Red carpet incident[edit]

The deciding game between Ireland and England was overshadowed by an incident in the pre-game ceremonies in which the Irish President Mary McAleese had to walk on the grass instead of the red carpet to meet the Irish team. England had lined up on the left hand side when facing the tunnel, which was said to be Ireland's lucky side. When asked to move his team, England captain Martin Johnson refused, so Ireland lined up to the left of them, with no team now on the right hand side, leaving insufficient red carpet on that side.
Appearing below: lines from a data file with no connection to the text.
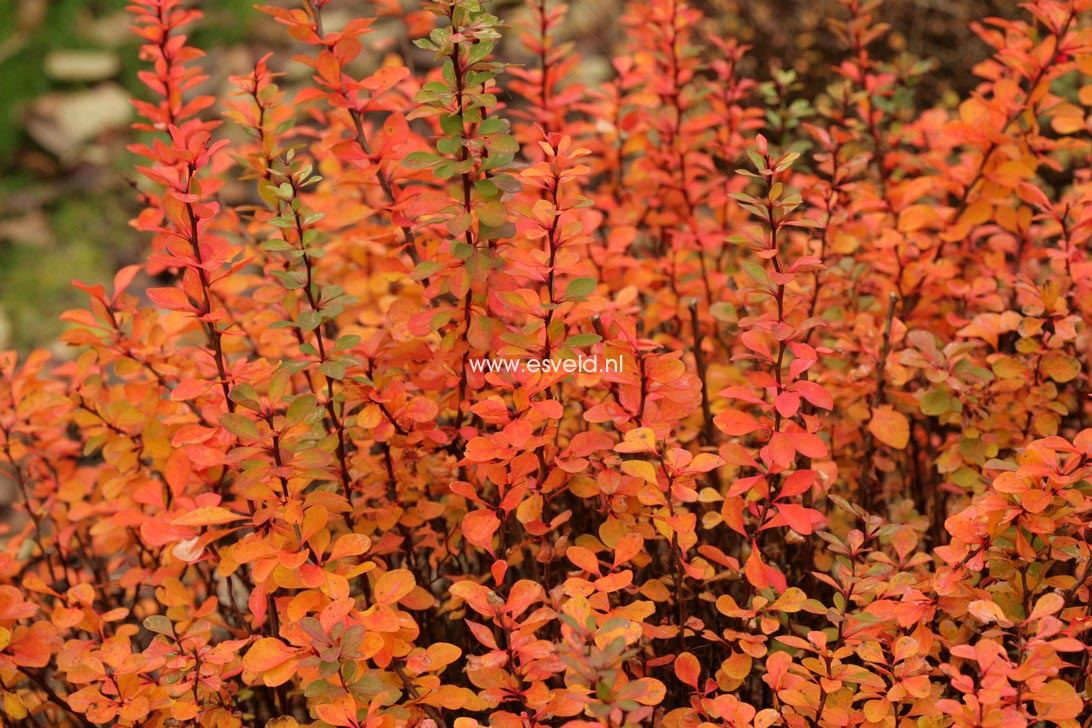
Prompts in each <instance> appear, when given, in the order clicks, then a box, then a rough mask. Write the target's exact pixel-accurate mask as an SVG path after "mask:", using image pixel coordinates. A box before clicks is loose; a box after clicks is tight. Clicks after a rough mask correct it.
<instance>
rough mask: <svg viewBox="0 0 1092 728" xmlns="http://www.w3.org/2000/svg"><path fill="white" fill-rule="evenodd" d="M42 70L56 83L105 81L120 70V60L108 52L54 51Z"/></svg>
mask: <svg viewBox="0 0 1092 728" xmlns="http://www.w3.org/2000/svg"><path fill="white" fill-rule="evenodd" d="M43 70H44V71H45V72H46V75H48V76H49V77H51V79H56V80H57V81H84V82H86V81H105V80H106V79H112V77H114V76H116V75H117V74H118V71H120V70H121V59H120V58H119V57H118V55H117V53H115V52H112V51H109V50H55V51H52V52H51V53H49V55H48V56H46V60H45V62H44V65H43Z"/></svg>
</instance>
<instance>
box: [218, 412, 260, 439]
mask: <svg viewBox="0 0 1092 728" xmlns="http://www.w3.org/2000/svg"><path fill="white" fill-rule="evenodd" d="M219 423H221V425H223V426H224V429H225V430H227V431H228V432H230V433H232V434H234V435H235V437H237V438H248V439H250V440H258V439H259V438H260V437H261V435H259V434H258V426H257V425H254V421H253V420H252V419H250V418H249V417H247V416H246V415H239V414H233V413H225V414H223V415H221V416H219Z"/></svg>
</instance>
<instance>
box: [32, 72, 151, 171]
mask: <svg viewBox="0 0 1092 728" xmlns="http://www.w3.org/2000/svg"><path fill="white" fill-rule="evenodd" d="M132 115H133V108H132V105H131V104H130V103H129V94H127V93H126V91H124V89H123V88H122V87H121V86H119V85H118V84H116V83H103V84H99V85H97V86H95V87H94V88H91V89H87V91H78V92H73V93H64V94H61V93H55V94H46V95H44V96H39V97H38V98H37V99H35V100H34V103H33V104H32V105H31V109H29V112H28V115H27V119H26V131H27V132H28V133H29V134H31V136H32V138H33V139H34V141H36V142H37V143H38V144H40V145H41V146H43V147H45V148H46V150H48V151H49V152H51V153H54V154H56V155H57V156H58V157H59V158H61V159H62V160H66V162H72V160H74V159H75V158H76V156H78V154H79V152H80V150H81V147H82V146H83V145H84V144H85V143H87V142H90V141H91V140H93V139H95V138H96V136H98V135H99V134H102V133H103V132H105V131H108V130H110V129H117V128H120V127H124V126H126V124H128V123H129V120H130V119H131V118H132Z"/></svg>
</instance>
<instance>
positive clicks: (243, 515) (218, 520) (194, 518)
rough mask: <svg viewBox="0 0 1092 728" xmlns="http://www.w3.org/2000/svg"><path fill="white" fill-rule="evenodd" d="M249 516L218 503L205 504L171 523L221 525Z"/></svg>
mask: <svg viewBox="0 0 1092 728" xmlns="http://www.w3.org/2000/svg"><path fill="white" fill-rule="evenodd" d="M247 517H248V516H245V515H242V514H239V513H234V512H233V511H228V510H227V509H225V508H221V506H218V505H203V506H201V508H195V509H193V510H192V511H190V512H189V513H187V514H186V515H181V516H179V517H177V518H175V520H174V521H171V522H170V523H171V525H174V526H221V525H223V524H225V523H232V522H233V521H242V520H244V518H247Z"/></svg>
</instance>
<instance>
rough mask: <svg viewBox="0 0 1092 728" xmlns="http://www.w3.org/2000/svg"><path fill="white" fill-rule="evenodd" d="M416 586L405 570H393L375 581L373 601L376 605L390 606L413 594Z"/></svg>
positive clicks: (399, 569)
mask: <svg viewBox="0 0 1092 728" xmlns="http://www.w3.org/2000/svg"><path fill="white" fill-rule="evenodd" d="M415 586H417V584H416V582H414V578H413V574H412V573H411V572H410V570H407V569H395V570H394V571H389V572H387V573H385V574H382V575H381V576H380V577H379V578H377V580H376V587H375V590H373V593H375V597H373V598H375V600H376V604H377V605H392V604H394V602H395V601H397V600H399V599H401V598H402V597H404V596H406V595H407V594H410V593H411V592H413V587H415Z"/></svg>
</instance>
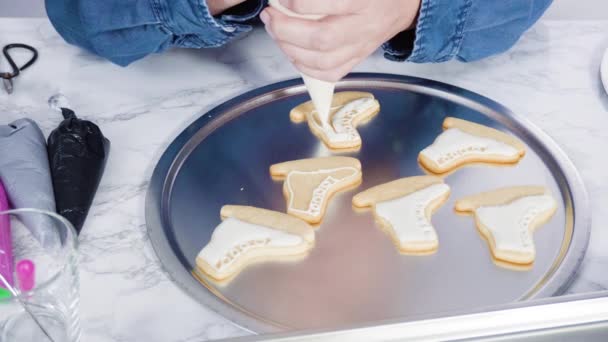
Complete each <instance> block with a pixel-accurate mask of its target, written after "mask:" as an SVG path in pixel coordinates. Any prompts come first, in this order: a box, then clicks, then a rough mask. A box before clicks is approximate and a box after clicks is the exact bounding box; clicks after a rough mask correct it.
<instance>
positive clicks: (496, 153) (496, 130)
mask: <svg viewBox="0 0 608 342" xmlns="http://www.w3.org/2000/svg"><path fill="white" fill-rule="evenodd" d="M443 129H444V131H443V133H441V134H440V135H439V136H438V137H437V139H436V140H435V142H433V144H432V145H430V146H429V147H427V148H425V149H424V150H422V151H421V152H420V154H419V156H418V160H419V161H420V164H422V166H424V167H425V168H426V169H428V170H430V171H432V172H433V173H436V174H440V173H445V172H449V171H451V170H454V169H456V168H458V167H460V166H463V165H466V164H471V163H496V164H513V163H517V162H518V161H519V160H520V159H521V158H523V156H524V155H525V153H526V148H525V146H524V144H523V143H522V142H521V141H519V140H518V139H517V138H515V137H513V136H511V135H508V134H506V133H503V132H501V131H498V130H496V129H493V128H490V127H486V126H483V125H479V124H476V123H473V122H469V121H465V120H461V119H456V118H450V117H448V118H446V119H445V120H444V122H443Z"/></svg>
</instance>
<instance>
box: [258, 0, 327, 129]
mask: <svg viewBox="0 0 608 342" xmlns="http://www.w3.org/2000/svg"><path fill="white" fill-rule="evenodd" d="M269 3H270V6H272V7H274V8H276V9H277V10H279V11H281V12H283V14H285V15H288V16H290V17H295V18H300V19H308V20H320V19H323V17H325V16H324V15H314V14H309V15H303V14H297V13H295V12H293V11H291V10H289V9H288V8H286V7H285V6H283V5H281V3H280V2H279V0H269ZM301 76H302V79H303V80H304V84H305V85H306V89H307V90H308V94H309V95H310V99H311V100H312V103H313V104H314V105H315V109H316V110H317V114H319V120H321V124H322V126H323V127H328V126H329V113H330V112H331V104H332V101H333V98H334V90H335V88H336V85H335V84H334V83H331V82H326V81H322V80H319V79H316V78H314V77H310V76H307V75H304V74H301Z"/></svg>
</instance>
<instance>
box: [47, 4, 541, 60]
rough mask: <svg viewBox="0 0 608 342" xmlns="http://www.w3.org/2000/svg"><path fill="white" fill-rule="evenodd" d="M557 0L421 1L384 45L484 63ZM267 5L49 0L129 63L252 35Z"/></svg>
mask: <svg viewBox="0 0 608 342" xmlns="http://www.w3.org/2000/svg"><path fill="white" fill-rule="evenodd" d="M551 2H552V0H422V4H421V8H420V13H419V16H418V22H417V24H416V27H415V29H413V30H409V31H405V32H402V33H400V34H398V35H397V36H395V37H394V38H392V39H391V40H390V41H388V42H386V43H385V44H384V45H383V46H382V48H383V49H384V51H385V57H386V58H388V59H391V60H395V61H410V62H416V63H427V62H433V63H434V62H443V61H448V60H451V59H458V60H461V61H465V62H468V61H474V60H478V59H481V58H484V57H487V56H490V55H493V54H496V53H500V52H503V51H505V50H507V49H509V48H510V47H511V46H513V45H514V44H515V43H516V42H517V40H518V39H519V37H520V36H521V35H522V34H523V33H524V32H525V31H526V30H527V29H528V28H530V27H531V26H532V24H534V22H536V20H538V18H539V17H540V16H541V15H542V14H543V13H544V11H545V10H546V9H547V7H548V6H549V5H550V4H551ZM265 6H267V0H248V1H245V2H244V3H242V4H240V5H237V6H235V7H233V8H231V9H229V10H228V11H226V12H224V13H223V14H222V15H220V16H216V17H213V16H212V15H211V14H210V13H209V9H208V8H207V5H206V2H205V0H46V9H47V13H48V16H49V18H50V20H51V22H52V23H53V25H54V27H55V29H56V30H57V31H58V32H59V34H61V36H63V38H64V39H65V40H66V41H67V42H68V43H71V44H74V45H78V46H80V47H82V48H85V49H87V50H89V51H90V52H92V53H94V54H97V55H99V56H102V57H104V58H107V59H109V60H110V61H112V62H113V63H116V64H119V65H123V66H125V65H128V64H130V63H132V62H134V61H137V60H139V59H141V58H143V57H145V56H147V55H149V54H151V53H157V52H162V51H164V50H167V49H168V48H171V47H185V48H210V47H219V46H222V45H224V44H226V43H228V42H230V41H231V40H234V39H236V38H237V37H240V36H243V35H244V34H246V33H247V32H249V31H250V30H251V29H252V24H254V23H255V22H256V21H257V16H258V14H259V13H260V12H261V11H262V9H264V7H265Z"/></svg>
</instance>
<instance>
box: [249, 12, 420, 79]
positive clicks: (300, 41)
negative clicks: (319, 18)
mask: <svg viewBox="0 0 608 342" xmlns="http://www.w3.org/2000/svg"><path fill="white" fill-rule="evenodd" d="M420 2H421V0H281V3H282V4H283V5H284V6H285V7H287V8H288V9H290V10H292V11H294V12H296V13H298V14H320V15H325V16H326V17H324V18H323V19H321V20H318V21H312V20H304V19H298V18H294V17H289V16H287V15H285V14H283V13H281V12H280V11H278V10H277V9H275V8H272V7H268V8H266V9H265V10H264V11H263V12H262V14H261V19H262V21H263V22H264V24H266V30H267V31H268V33H269V34H270V36H271V37H272V38H273V39H275V40H276V41H277V43H278V44H279V46H280V47H281V49H282V50H283V52H285V54H286V55H287V56H288V57H289V59H290V60H291V61H292V63H293V64H294V65H295V66H296V68H297V69H298V70H300V71H301V72H302V73H304V74H306V75H308V76H312V77H315V78H318V79H321V80H326V81H338V80H340V79H341V78H342V77H344V75H346V74H347V73H349V72H350V71H351V70H352V69H353V68H354V67H355V66H356V65H357V64H359V63H360V62H361V61H363V60H364V59H365V58H367V57H368V56H369V55H371V54H372V53H373V52H374V51H375V50H376V49H377V48H378V47H380V46H381V45H382V44H383V43H384V42H386V41H387V40H389V39H390V38H392V37H394V36H395V35H396V34H398V33H399V32H401V31H404V30H406V29H408V28H410V27H412V25H414V21H415V20H416V17H417V15H418V10H419V7H420Z"/></svg>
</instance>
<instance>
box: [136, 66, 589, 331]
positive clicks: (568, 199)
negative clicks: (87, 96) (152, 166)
mask: <svg viewBox="0 0 608 342" xmlns="http://www.w3.org/2000/svg"><path fill="white" fill-rule="evenodd" d="M354 82H375V83H378V82H380V83H400V84H401V85H402V86H404V84H407V85H408V87H411V88H413V89H409V90H410V91H413V92H416V93H423V94H427V95H435V96H437V97H440V98H443V99H446V100H448V101H452V102H456V103H459V104H461V105H464V106H467V107H469V108H471V109H474V110H477V111H478V112H480V113H482V114H484V115H487V116H489V117H490V118H492V119H494V120H496V121H498V122H500V123H501V124H503V125H505V126H506V127H508V128H510V129H514V128H513V127H514V125H515V126H517V127H518V128H519V131H520V132H524V133H525V132H527V133H528V134H530V135H531V136H533V137H535V140H537V142H538V143H539V144H540V145H539V146H538V147H540V148H543V149H545V150H546V152H547V154H548V155H550V156H551V157H552V158H553V161H551V162H554V164H555V166H557V167H558V168H559V169H560V171H561V173H562V174H563V178H564V179H563V180H565V182H566V184H558V186H559V188H560V189H563V188H564V187H566V188H567V189H568V192H569V195H570V196H569V197H568V196H565V197H567V198H565V200H566V201H567V203H566V204H567V205H566V218H567V220H572V222H571V223H568V222H567V223H566V225H567V227H566V228H567V229H568V225H569V224H570V225H571V227H572V229H573V232H572V233H571V234H572V239H571V241H570V244H569V246H568V247H567V250H562V252H561V253H560V254H563V257H562V261H561V263H560V264H559V265H557V267H555V269H554V270H552V271H550V272H549V273H550V277H549V279H548V280H547V281H546V282H545V283H544V284H543V285H541V286H537V288H536V291H535V292H533V293H532V294H531V295H529V296H524V297H522V299H526V300H530V299H535V298H544V297H550V296H555V295H557V294H561V293H563V292H564V291H565V290H566V289H567V288H568V287H569V285H570V284H571V282H572V281H573V280H574V279H575V276H576V273H577V272H578V269H579V266H580V264H581V262H582V260H583V259H584V256H585V253H586V250H587V245H588V242H589V236H590V231H591V215H590V210H591V209H590V205H589V197H588V194H587V190H586V188H585V186H584V183H583V181H582V178H581V176H580V174H579V173H578V171H577V169H576V167H575V166H574V164H573V163H572V161H571V160H570V159H569V158H568V157H567V155H566V154H565V152H564V151H563V150H562V149H561V148H560V147H559V145H558V144H557V143H556V142H555V141H554V140H553V139H552V138H551V137H550V136H549V135H547V134H546V133H545V132H543V131H542V130H541V129H540V128H538V127H537V126H536V125H535V124H533V123H532V122H530V121H529V120H528V119H527V118H525V117H523V116H522V115H518V114H516V113H514V112H513V111H511V110H509V109H508V108H507V107H505V106H503V105H501V104H499V103H497V102H495V101H493V100H491V99H489V98H487V97H485V96H482V95H480V94H478V93H475V92H472V91H469V90H466V89H463V88H460V87H457V86H453V85H449V84H446V83H442V82H438V81H434V80H429V79H423V78H419V77H413V76H404V75H394V74H383V73H352V74H350V75H348V76H347V77H345V78H344V79H343V80H342V81H340V82H339V83H338V84H337V86H336V88H337V89H338V88H349V87H353V86H352V85H351V86H349V85H348V84H349V83H354ZM303 87H304V85H303V83H302V80H301V79H300V78H293V79H288V80H285V81H279V82H276V83H273V84H269V85H266V86H263V87H260V88H256V89H253V90H248V91H245V92H243V93H241V94H240V95H237V96H235V97H234V98H232V99H230V100H228V101H226V102H223V103H221V104H219V105H217V106H216V107H214V108H212V109H210V110H206V109H203V110H201V111H199V112H197V114H196V115H197V116H198V119H196V120H195V121H194V122H192V123H191V124H190V125H189V126H188V127H187V128H186V129H185V130H184V131H182V132H181V133H180V134H179V135H178V136H177V137H176V138H175V140H173V142H172V143H171V144H170V145H169V146H168V147H167V148H166V150H165V152H163V154H162V156H161V157H160V160H159V161H158V164H157V165H156V167H155V168H154V171H153V174H152V177H151V180H150V184H149V187H148V191H147V193H146V203H145V218H146V227H147V232H148V236H149V238H150V241H151V243H152V247H153V249H154V251H155V253H156V255H157V256H158V258H159V261H160V263H161V266H162V269H163V270H164V271H165V272H166V273H167V274H168V275H169V277H170V279H171V280H172V281H173V282H174V283H175V284H177V285H178V286H179V287H180V288H181V289H182V290H184V291H185V292H186V293H187V294H188V295H189V296H190V297H192V298H193V299H195V300H196V301H198V302H199V303H201V304H203V305H205V306H206V307H208V308H210V309H211V310H212V311H214V312H216V313H218V314H219V315H221V316H222V317H224V318H226V319H228V320H230V321H231V322H232V323H233V324H235V325H237V326H239V327H240V328H242V329H244V330H246V331H248V332H251V333H271V332H281V331H285V328H286V327H281V326H279V325H276V324H274V323H272V322H266V321H264V320H263V319H262V318H257V319H256V318H254V317H255V315H254V314H252V313H247V312H246V311H244V310H242V309H240V308H238V307H235V306H234V305H231V304H230V303H229V302H227V301H225V300H219V299H221V297H222V296H221V294H220V293H216V292H217V291H213V289H210V288H209V287H208V286H206V287H207V290H208V291H199V290H198V288H200V286H201V283H200V282H199V281H197V280H196V279H195V275H194V274H193V273H191V272H188V271H186V269H185V268H184V267H183V266H182V261H181V260H180V258H179V257H178V256H177V255H175V254H174V253H172V250H171V245H170V243H169V237H167V235H165V234H164V228H163V227H164V223H165V222H167V218H166V217H165V212H163V210H162V209H163V208H167V207H168V205H169V203H168V198H169V196H165V195H166V194H167V193H169V194H170V193H171V189H172V187H173V184H172V183H171V182H170V181H172V180H174V179H175V177H174V175H175V174H176V173H178V172H179V169H180V168H181V166H182V165H181V164H182V163H183V161H184V160H185V159H186V158H187V155H188V154H189V153H190V152H191V151H192V148H191V146H192V145H198V144H194V143H193V140H195V139H194V138H195V136H196V134H197V133H198V132H199V131H200V130H201V129H203V128H207V129H208V130H209V132H208V134H211V132H213V130H215V128H218V127H221V125H222V124H223V123H224V122H222V120H218V116H219V115H220V114H223V115H224V116H227V113H230V111H231V110H233V109H235V108H236V107H238V106H239V105H241V104H242V103H245V102H249V103H254V104H255V103H256V98H259V97H262V96H264V95H267V94H269V93H273V92H279V91H283V94H282V95H291V94H292V93H301V92H302V89H303ZM294 88H295V90H294ZM370 88H380V87H378V86H375V87H374V86H370ZM385 88H391V87H390V86H386V87H385ZM393 89H394V87H393ZM421 89H424V91H420V90H421ZM228 120H230V118H228ZM214 126H215V127H214ZM522 128H523V130H522ZM203 139H204V137H203ZM184 151H187V152H184ZM184 153H185V154H186V155H185V156H184ZM556 181H558V182H559V181H560V179H557V177H556ZM568 210H571V211H572V212H570V213H569V212H568ZM575 252H576V253H577V254H578V255H579V256H578V257H572V256H571V255H572V254H573V253H575ZM185 275H187V276H185ZM195 286H196V287H195ZM519 303H522V302H519ZM523 303H527V304H533V303H532V302H531V301H526V302H523ZM507 305H509V304H504V305H499V306H496V307H494V306H493V307H492V308H500V307H503V306H507ZM525 306H527V305H525ZM487 310H490V308H487ZM471 311H477V310H471ZM484 311H486V310H484ZM454 313H457V312H454ZM463 313H464V312H459V313H457V314H463ZM450 314H451V312H448V313H441V314H435V315H424V316H421V317H420V318H418V317H415V318H414V319H413V321H416V320H418V319H421V318H426V319H429V318H438V317H445V316H446V315H450ZM408 321H409V320H408Z"/></svg>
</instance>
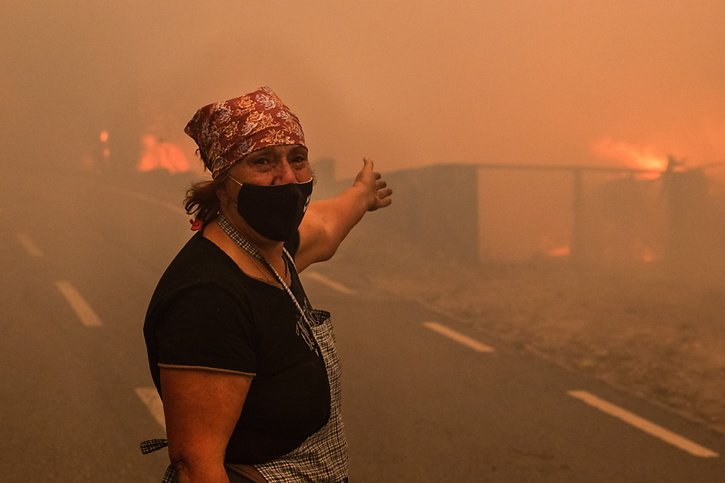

A day after the game the Irish Rugby Football Union sent a written apology to the president for the England team's failure to "follow established and communicated protocol", while their English counterparts the Rugby Football Union also sent her a "full and unreserved apology".[1] Having dismissed it at the time as "a fuss about nothing", Johnson later explained ahead of meeting the president again in Ireland for the 2011 Championship that he had lined up on that side as it was customary to line up on the side you warmed up on, that he had no prior knowledge of the protocol, and his subsequent refusal to move was because the request came from some "random guy", rather than the match referee.[2]

References[edit]

  1. ^ "RUGBY: Rugby apology for McAleese". UTV. 31 March 2003. Retrieved 19 March 2011. 
  2. ^ "18 March 2011". Irish Examiner. 19 March 2011. Retrieved 19 March 2011.